Darcy exclaimed. “What has the demon bird done now?”

Mr Collins shivered and wiped—were those tears?—from his cheeks. “I am a man of the cloth, her Ladyship’s own clergy, and you must know in no uncertain terms that I am not to be treated in such a manner.”

Richard raised an impertinent eyebrow. “Are you speaking to the goose, sir?”

“I do not see how that signifies whilst I am being attacked in the garden!”

Darcy took Richard’s walking stick out of his hand and held it in front of him, shooing the gander back towards the garden.

He heard Richard directing Mr Collins to return to the parsonage whilst Mr Collins argued that he must speak to the gamekeeper immediately about the dangers of waterfowl left to wander across the park.

Once the gander seemed to be on its own away from the chaos of Mr Collins, Darcy gestured to Elizabeth to join him in escaping the same. She took his arm, much to his delight.

“I am surprised, Mr Darcy, in your abilities as a gooseherd,” Elizabeth said with a smile in her eyes.

She always had a smile hidden in her face, Darcy had long ago noticed.

Sometimes in the corner of her lips. Sometimes in her eyes.

Sometimes in an arched eyebrow. Often in a dimple on her left cheek.

Sometimes, when she laughed at Caroline Bingley, she had tucked a curl behind her ear.

They made their way back to the trail surrounded by hedges in quick order and could no longer hear Richard or Mr Collins begging the colonel to escort him to safety.

“Miss Bennet, have you ever had the feeling or dreamt that you have lived a day before?
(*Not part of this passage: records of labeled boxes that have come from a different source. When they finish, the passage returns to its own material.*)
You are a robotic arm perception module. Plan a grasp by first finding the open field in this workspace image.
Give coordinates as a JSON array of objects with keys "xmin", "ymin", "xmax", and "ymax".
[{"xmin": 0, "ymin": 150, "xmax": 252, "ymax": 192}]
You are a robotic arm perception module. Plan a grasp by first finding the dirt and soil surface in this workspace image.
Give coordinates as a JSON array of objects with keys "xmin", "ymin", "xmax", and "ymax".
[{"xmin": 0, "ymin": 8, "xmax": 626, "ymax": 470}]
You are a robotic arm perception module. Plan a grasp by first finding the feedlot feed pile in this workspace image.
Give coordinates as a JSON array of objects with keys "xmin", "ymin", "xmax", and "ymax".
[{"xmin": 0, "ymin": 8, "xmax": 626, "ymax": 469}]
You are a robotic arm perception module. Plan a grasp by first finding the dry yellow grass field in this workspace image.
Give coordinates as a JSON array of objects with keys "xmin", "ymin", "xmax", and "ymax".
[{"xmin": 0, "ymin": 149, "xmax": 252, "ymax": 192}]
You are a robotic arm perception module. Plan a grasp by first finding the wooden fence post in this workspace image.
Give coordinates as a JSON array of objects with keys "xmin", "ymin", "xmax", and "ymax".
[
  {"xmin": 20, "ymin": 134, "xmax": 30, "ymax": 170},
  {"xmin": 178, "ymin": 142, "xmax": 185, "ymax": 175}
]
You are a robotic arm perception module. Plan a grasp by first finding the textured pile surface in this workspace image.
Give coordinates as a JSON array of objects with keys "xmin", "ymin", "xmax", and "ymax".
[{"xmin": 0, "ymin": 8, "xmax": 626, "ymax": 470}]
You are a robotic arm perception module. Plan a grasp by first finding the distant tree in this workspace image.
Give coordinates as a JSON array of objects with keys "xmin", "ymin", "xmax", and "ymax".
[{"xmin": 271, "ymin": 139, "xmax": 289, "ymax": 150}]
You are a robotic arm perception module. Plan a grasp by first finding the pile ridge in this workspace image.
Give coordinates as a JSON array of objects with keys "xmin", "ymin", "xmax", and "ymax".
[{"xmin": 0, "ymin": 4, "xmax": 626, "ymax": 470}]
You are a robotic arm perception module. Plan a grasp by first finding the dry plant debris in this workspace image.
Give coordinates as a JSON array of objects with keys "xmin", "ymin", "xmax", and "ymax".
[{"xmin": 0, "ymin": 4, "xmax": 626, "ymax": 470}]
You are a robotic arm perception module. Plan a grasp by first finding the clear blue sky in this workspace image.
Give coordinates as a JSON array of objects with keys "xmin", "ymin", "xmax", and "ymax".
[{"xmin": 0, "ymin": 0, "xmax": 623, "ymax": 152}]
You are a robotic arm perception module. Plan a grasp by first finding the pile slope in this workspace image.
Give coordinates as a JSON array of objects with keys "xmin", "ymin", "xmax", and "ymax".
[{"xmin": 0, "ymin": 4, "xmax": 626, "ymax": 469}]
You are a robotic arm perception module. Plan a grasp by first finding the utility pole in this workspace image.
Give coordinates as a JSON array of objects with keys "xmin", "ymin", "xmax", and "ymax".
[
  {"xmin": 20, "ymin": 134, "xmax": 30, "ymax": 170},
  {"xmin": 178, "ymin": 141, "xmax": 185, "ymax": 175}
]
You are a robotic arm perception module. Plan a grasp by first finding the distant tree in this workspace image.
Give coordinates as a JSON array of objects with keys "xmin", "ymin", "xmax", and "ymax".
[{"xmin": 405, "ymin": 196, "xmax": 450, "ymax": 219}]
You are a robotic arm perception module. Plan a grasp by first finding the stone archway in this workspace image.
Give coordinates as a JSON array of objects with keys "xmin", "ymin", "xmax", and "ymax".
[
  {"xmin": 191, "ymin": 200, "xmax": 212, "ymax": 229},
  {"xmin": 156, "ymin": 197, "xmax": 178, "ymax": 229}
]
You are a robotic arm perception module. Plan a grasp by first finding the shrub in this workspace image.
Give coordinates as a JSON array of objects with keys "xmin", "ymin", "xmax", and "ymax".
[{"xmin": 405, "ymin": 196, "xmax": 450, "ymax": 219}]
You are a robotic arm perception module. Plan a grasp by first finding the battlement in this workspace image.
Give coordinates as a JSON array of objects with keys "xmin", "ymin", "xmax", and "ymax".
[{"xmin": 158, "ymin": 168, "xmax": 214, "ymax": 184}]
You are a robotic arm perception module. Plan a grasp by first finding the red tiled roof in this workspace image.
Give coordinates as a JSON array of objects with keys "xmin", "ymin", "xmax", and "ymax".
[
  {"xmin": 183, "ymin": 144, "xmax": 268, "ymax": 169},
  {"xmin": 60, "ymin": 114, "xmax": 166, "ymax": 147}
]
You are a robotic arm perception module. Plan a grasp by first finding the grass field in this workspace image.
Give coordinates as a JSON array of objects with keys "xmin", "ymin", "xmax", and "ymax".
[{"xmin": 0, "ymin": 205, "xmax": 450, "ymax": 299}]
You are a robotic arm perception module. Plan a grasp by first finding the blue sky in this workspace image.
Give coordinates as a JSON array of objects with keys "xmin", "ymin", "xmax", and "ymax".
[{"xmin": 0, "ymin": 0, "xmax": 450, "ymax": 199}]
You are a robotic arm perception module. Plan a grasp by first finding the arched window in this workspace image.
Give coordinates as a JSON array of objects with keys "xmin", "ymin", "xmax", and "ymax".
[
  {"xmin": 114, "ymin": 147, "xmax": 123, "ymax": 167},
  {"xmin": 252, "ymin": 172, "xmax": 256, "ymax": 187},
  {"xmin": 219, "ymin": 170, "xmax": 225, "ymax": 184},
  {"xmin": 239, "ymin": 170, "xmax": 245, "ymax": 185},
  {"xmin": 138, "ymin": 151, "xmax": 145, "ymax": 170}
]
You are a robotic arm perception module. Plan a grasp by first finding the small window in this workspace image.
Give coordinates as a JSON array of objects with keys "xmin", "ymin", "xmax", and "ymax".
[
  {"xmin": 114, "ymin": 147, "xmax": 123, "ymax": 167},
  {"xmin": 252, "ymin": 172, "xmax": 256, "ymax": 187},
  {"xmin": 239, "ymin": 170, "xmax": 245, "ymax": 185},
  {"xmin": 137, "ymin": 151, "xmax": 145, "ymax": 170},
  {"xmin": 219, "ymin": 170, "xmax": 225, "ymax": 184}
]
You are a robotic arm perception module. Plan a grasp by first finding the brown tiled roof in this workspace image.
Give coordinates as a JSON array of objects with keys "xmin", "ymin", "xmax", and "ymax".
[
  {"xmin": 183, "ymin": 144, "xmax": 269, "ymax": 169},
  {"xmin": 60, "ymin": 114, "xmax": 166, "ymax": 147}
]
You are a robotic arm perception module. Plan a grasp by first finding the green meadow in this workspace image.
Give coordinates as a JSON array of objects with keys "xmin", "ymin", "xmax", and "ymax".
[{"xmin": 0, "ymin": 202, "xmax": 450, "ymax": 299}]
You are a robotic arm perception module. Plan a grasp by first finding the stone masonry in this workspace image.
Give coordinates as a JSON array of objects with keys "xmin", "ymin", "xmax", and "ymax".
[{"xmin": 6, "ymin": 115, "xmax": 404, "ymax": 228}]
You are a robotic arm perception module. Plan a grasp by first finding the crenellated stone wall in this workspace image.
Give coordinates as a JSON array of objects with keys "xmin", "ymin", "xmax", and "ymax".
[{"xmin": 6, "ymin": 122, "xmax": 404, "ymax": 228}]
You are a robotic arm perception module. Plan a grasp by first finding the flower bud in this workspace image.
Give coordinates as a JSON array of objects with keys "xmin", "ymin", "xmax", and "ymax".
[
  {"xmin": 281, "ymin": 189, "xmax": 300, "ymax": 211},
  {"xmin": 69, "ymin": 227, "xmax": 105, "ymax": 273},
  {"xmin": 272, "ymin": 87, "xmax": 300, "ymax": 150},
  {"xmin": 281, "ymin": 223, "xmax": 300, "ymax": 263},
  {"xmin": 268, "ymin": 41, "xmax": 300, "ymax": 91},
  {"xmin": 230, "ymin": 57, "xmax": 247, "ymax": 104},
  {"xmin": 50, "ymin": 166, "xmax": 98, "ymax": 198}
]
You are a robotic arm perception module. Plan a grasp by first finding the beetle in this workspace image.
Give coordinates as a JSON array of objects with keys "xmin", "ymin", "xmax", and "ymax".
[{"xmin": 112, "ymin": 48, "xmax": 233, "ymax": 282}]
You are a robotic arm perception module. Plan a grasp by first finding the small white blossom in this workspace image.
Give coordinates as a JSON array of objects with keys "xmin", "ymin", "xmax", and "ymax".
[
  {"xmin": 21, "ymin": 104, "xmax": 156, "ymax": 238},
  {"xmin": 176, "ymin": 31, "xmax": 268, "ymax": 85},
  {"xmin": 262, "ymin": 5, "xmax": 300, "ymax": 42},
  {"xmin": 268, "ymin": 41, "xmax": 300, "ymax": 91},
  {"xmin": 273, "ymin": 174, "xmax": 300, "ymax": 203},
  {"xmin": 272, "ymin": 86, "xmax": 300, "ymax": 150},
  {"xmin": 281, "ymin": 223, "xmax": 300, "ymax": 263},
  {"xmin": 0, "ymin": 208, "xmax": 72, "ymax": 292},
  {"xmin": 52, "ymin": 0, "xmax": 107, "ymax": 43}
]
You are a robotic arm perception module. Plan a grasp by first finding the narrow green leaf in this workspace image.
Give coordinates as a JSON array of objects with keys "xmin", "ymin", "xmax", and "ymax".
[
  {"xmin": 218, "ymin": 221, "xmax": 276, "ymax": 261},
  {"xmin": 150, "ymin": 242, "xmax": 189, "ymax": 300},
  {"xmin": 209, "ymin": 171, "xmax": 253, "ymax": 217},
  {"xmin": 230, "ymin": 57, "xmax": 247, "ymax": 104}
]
Everything appears the same, but I am certain it is not.”

“That sounds unsettling, sir.”

“I am seized by a most uncomfortable familiarity. It is almost as if you did not reject my proposal yesterday and we are mere acquaintances once more.” He laughed.

He did not intend it to be laced with a touch of bitterness, but he did not think she would mind his honesty.

Not after rejecting him so unkindly the day before.

She stopped to stare at him. “Whatever do you mean, sir? I rejected no such proposal, Mr Darcy.”

Mr Darcy said nothing. There was nothing to say. Did she think him daft that he would forget so momentous an occasion as his own rejection? Or was this some dreadful dream that he fell into with every toss in his sheets? Did his own dreams betray his sense of dignity?

“I cannot—that is to say—I am honoured, Mr Darcy, by your kindly consideration, but I have to—I admit I would politely decline should you propose.”

She had the decency to look abashed, Darcy thought whilst she fidgeted with her shawl.